Potential areas of investigation include: the frequency and causes of, as well as policy proposals to reduce or eliminate wrongful convictions; redress for victims of institutional misconduct; critically evaluating the science underlying current forensic practices and developing new breakthroughs; incentives and accountability for prosecutors (for example, absolute vs. qualified immunity); and the roles of politics, economics, and the media on justice system fairness.
The Quattrone Center builds on Penn Law’s unsurpassed reputation for generating interdisciplinary legal scholarship. Its nine centers and institutes expand and integrate knowledge across disciplines, attracting scholars and experts from around Penn and across the globe. A nationwide search for its Academic Director is underway, and the Center will assemble a national Advisory Board of prominent individuals drawn from diverse professional backgrounds. It is expected to conduct its first symposium in the 2013-2014 academic year.
“Our system of justice may very well be the best in the world, but with each passing day the frequency and sometimes tragic consequences of its mistakes, as well as the risk of random unfair outcomes for all Americans, are becoming better understood,” said Mr. Quattrone. “It is our profound wish that this new Center will serve as a world-class policy hub for researching and debating the system’s most crucial problems, as well as in developing concrete, credible, evidence-based solutions to catalyze long-term structural improvements.”
Ms. Foderaro commented, “Penn is the ideal host for the Center due to its outstanding overall academic credentials as well as its particular strengths in law, criminology, engineering, life sciences, medicine, public policy, social sciences and statistical analysis—all of which will come into play in advancing the justice system to the next level.”

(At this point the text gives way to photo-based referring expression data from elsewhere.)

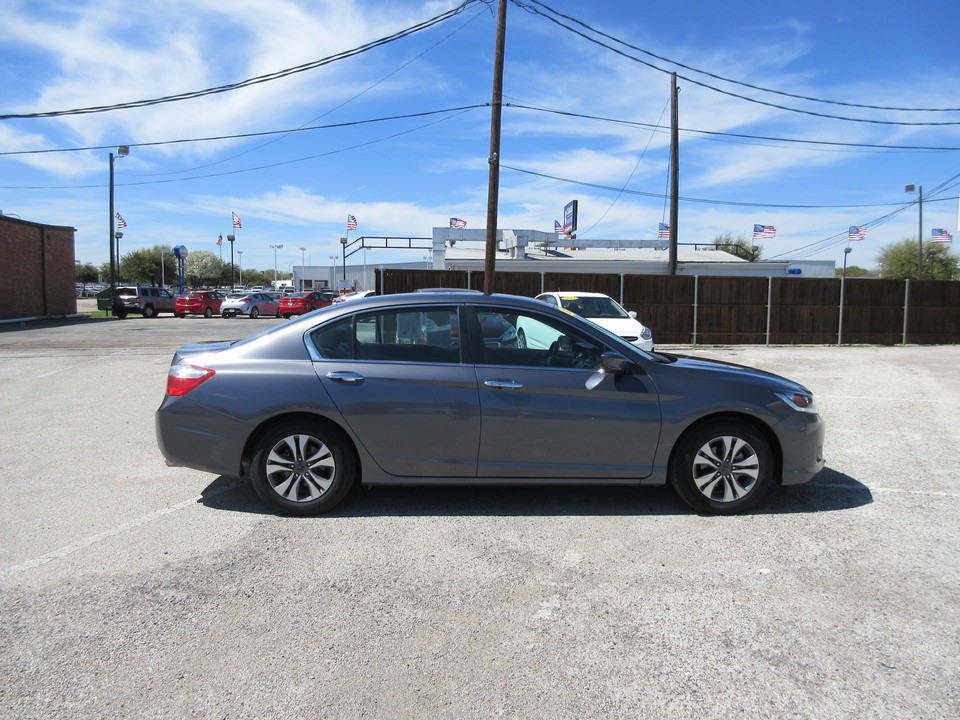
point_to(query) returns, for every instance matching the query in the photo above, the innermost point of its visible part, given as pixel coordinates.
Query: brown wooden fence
(709, 310)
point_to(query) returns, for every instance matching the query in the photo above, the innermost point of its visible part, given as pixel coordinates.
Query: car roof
(573, 293)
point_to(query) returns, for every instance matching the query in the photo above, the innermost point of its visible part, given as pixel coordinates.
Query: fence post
(906, 307)
(696, 296)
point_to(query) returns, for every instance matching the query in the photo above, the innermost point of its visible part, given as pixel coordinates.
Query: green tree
(738, 246)
(202, 268)
(900, 261)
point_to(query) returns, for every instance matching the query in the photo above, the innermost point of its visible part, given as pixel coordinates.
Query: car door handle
(503, 383)
(344, 376)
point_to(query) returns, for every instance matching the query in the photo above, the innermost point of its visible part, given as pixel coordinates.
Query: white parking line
(112, 532)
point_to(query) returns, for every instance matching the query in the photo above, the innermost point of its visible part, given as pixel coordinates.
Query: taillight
(183, 379)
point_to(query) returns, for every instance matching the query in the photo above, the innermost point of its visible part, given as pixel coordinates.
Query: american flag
(857, 232)
(763, 231)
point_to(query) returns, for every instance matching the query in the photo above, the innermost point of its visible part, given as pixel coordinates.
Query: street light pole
(231, 239)
(275, 248)
(122, 151)
(116, 236)
(919, 190)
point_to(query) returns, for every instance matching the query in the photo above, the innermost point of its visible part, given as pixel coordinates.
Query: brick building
(40, 271)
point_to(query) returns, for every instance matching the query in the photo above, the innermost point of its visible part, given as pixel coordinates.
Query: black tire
(724, 467)
(302, 467)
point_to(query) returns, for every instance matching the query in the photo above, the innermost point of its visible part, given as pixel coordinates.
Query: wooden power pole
(493, 184)
(674, 172)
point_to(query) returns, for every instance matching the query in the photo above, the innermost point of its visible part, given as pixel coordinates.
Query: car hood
(192, 351)
(732, 370)
(619, 326)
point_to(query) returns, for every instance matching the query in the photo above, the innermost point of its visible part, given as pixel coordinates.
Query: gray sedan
(405, 389)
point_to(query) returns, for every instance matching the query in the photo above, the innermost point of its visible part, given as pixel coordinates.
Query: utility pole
(674, 172)
(493, 183)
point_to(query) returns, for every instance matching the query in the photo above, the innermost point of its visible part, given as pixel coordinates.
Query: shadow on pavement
(829, 491)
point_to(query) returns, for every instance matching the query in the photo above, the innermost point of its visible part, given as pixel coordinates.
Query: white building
(538, 251)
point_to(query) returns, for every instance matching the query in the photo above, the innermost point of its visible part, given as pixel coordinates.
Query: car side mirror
(617, 364)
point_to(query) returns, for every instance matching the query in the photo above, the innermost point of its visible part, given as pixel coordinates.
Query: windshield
(593, 307)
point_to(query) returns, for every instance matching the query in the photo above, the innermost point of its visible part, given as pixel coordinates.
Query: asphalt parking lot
(132, 590)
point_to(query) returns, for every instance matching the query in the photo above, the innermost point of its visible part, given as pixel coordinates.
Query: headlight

The Frank and Denise Quattrone Foundation was established in 2002 by Frank Quattrone and Denise Foderaro to improve the human condition through technological, social and artistic innovation. The Foundation provides grants for educational scholarships, medical research, science and technology, social justice, a healthy environment and the arts. The Foundation has long supported Penn and its educational mission, most recently contributing a major gift to the new Singh Center for Nanotechnology in Penn’s School of Engineering School & Applied.
Mr. Quattrone is co-founder and CEO of Qatalyst Group, a global independent investment bank that advises technology companies on mergers & acquisitions. He is chair emeritus and a member of the board of The Tech Museum of Innovation in San Jose, and chair emeritus of the Advisory Board of the Northern California Innocence Project.
Ms. Foderaro, an occupational therapist, is an advocate for many social justice organizations including the Innocence Project, and is a research assistant for the National Registry of Exonerations. She was co-chair of the Major Gift Committee of Penn’s recent Making History Campaign.